We have a number "leftSpeed" which is going to go from -1 to +1. -1 is full speed backwards, while +1 is full speed forwards. I'm sure there's a more elegant way to do this, but we handle forwards and backwards separately. If we're going forwards then we turn the left motor on for a fraction of a millisecond, then off for the rest of the millisecond. The longer that fraction then the more power goes to the motor, and the faster it goes. Same for backwards, and the same for the right track.

.set leftSpeed to 1
.set rightSpeed to 0.5
.wait 10 secs

makes the piBot turn in a nice circle, while to get the sidewinder dance in the video, you can try:

.forever
..set leftSpeed to  sin of (timer * 100)
..set rightSpeed to  cos of (timer * 100)
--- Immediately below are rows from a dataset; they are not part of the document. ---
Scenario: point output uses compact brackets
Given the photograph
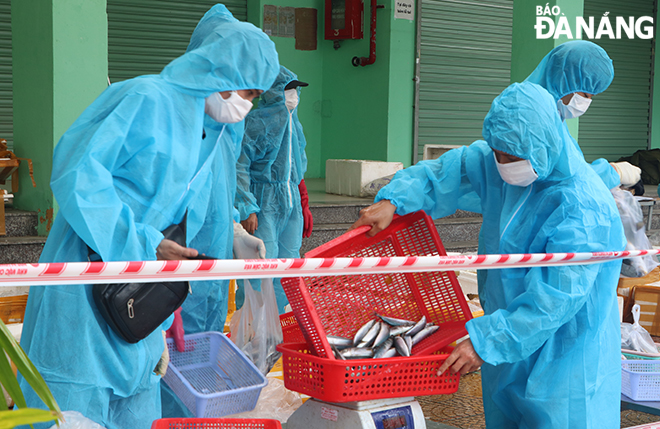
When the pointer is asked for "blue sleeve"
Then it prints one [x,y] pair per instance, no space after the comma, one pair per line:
[456,180]
[84,187]
[606,172]
[552,296]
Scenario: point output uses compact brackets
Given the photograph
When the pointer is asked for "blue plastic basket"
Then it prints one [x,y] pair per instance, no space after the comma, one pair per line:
[213,378]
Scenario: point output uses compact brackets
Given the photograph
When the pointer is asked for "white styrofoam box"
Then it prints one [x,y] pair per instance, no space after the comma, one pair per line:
[435,151]
[468,282]
[351,176]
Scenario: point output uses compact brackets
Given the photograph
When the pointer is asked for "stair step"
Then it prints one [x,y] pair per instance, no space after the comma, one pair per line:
[21,250]
[458,229]
[328,213]
[20,223]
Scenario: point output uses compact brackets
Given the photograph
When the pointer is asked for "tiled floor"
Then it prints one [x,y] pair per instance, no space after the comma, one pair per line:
[464,409]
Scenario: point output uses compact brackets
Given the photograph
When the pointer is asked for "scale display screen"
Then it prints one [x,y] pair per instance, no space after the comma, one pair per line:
[396,418]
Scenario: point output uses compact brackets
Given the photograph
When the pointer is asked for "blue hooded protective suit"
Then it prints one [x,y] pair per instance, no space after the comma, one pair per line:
[550,336]
[130,166]
[271,166]
[578,66]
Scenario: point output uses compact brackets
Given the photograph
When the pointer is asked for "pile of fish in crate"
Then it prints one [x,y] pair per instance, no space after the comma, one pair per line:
[374,336]
[383,337]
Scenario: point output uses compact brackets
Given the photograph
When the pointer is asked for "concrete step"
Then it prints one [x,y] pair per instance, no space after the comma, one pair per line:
[458,229]
[20,223]
[21,250]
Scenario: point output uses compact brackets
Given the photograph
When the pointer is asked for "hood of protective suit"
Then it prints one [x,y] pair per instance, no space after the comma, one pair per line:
[575,66]
[224,54]
[523,121]
[275,95]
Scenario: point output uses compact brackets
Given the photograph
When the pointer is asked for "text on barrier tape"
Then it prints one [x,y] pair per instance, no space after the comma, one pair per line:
[220,269]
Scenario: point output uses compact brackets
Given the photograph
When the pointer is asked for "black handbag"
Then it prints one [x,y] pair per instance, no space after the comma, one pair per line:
[135,310]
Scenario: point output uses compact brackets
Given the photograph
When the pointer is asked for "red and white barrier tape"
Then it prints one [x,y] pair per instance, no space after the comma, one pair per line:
[153,271]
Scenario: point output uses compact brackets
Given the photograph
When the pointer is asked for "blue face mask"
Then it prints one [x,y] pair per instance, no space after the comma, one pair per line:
[519,173]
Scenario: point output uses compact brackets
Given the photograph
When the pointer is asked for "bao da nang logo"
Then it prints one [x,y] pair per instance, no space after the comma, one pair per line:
[590,28]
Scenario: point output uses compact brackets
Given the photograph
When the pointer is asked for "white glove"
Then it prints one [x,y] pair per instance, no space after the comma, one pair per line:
[247,246]
[629,173]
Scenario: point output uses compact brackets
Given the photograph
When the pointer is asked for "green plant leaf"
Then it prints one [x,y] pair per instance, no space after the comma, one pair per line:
[8,380]
[25,416]
[26,367]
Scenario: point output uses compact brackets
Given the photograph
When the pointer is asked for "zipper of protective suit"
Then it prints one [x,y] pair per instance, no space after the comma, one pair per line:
[211,155]
[288,178]
[517,210]
[203,165]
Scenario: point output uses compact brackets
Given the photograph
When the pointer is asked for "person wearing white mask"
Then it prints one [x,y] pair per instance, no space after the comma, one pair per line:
[573,73]
[550,336]
[271,196]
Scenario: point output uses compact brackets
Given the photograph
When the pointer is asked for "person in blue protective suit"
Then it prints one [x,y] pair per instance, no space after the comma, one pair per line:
[271,196]
[549,342]
[131,165]
[573,73]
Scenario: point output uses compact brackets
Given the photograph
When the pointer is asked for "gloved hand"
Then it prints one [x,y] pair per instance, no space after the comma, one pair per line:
[246,245]
[629,173]
[307,213]
[176,331]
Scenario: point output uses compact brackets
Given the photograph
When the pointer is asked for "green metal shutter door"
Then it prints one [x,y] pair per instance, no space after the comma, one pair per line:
[145,35]
[6,97]
[617,122]
[465,62]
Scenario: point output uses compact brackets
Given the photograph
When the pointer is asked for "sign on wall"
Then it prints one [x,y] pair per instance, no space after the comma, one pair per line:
[404,9]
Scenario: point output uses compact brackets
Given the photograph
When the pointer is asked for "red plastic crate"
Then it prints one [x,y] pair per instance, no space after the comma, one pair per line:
[333,380]
[291,332]
[194,423]
[340,305]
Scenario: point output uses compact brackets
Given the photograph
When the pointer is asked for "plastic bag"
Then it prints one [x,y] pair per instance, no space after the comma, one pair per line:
[255,327]
[633,226]
[75,420]
[635,337]
[275,402]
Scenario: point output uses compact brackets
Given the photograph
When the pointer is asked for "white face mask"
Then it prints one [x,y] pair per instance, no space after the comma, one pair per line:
[519,173]
[291,98]
[229,111]
[576,107]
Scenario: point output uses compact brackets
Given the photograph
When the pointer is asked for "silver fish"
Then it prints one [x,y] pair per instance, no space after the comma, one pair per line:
[418,326]
[390,353]
[337,353]
[339,342]
[362,332]
[383,334]
[400,330]
[357,353]
[401,346]
[387,345]
[424,333]
[370,336]
[393,321]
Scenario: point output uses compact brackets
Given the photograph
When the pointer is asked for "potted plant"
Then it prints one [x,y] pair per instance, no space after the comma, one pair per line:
[23,416]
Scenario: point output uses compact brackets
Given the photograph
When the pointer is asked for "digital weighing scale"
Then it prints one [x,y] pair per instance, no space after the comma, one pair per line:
[393,413]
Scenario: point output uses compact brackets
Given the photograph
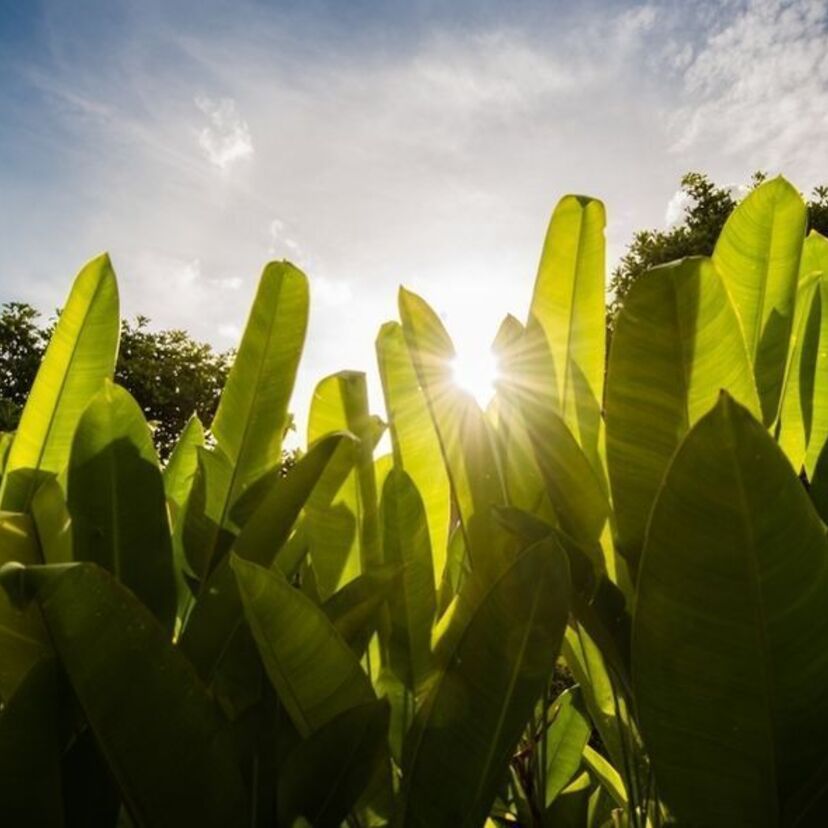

Just set leftSpeed and rightSpeed to the values you want, and off it goes!

here's the complete code:

make pibotPower digital output 17

make leftForward digital output 18
make leftBackward digital output 27 #21 on rev 1 board
make rightForward digital output 23
make rightBackward digital output 24

make leftSpeed number
make rightSpeed number

when start
.forever
..if leftSpeed>0
...set leftBackward to no
...set leftForward to yes
...wait leftSpeed*1000 microsecs
...set leftForward to no
...wait (1-leftSpeed)*1000 microsecs
..else
...set leftForward to no
...set leftBackward to yes
...wait leftSpeed*-1000 microsecs
...set leftBackward to no
...wait (1+leftSpeed)*1000 microsecs

when start
.forever
..if rightSpeed>0
...set rightBackward to no
...set rightForward to yes
...wait rightSpeed*1000 microsecs
...set rightForward to no
...wait (1-rightSpeed)*1000 microsecs
..else
...set rightForward to no
...set rightBackward to yes
...wait rightSpeed*-1000 microsecs
...set rightBackward to no
...wait (1+rightSpeed)*1000 microsecs

when start
.set pibotPower to no
.wait 0.2 secs
.broadcast startPiBot
.
.set leftSpeed to 1
.set rightSpeed to 0.5
.wait 10 secs
.
.reset timer
.repeat until timer > 10
..set leftSpeed to  sin of (timer * 100)
..set rightSpeed to  cos of (timer * 100)
.
.set pibotPower to yes

Of course the real irony is that the PiBot board includes an AVRTiny processor to handle the kill switch. Sniff works great on AVRTiny processors - with a bit of tweaking to allow reprogramming, the PiBot board could run all this stuff itself, and it wouldn't even need the Pi!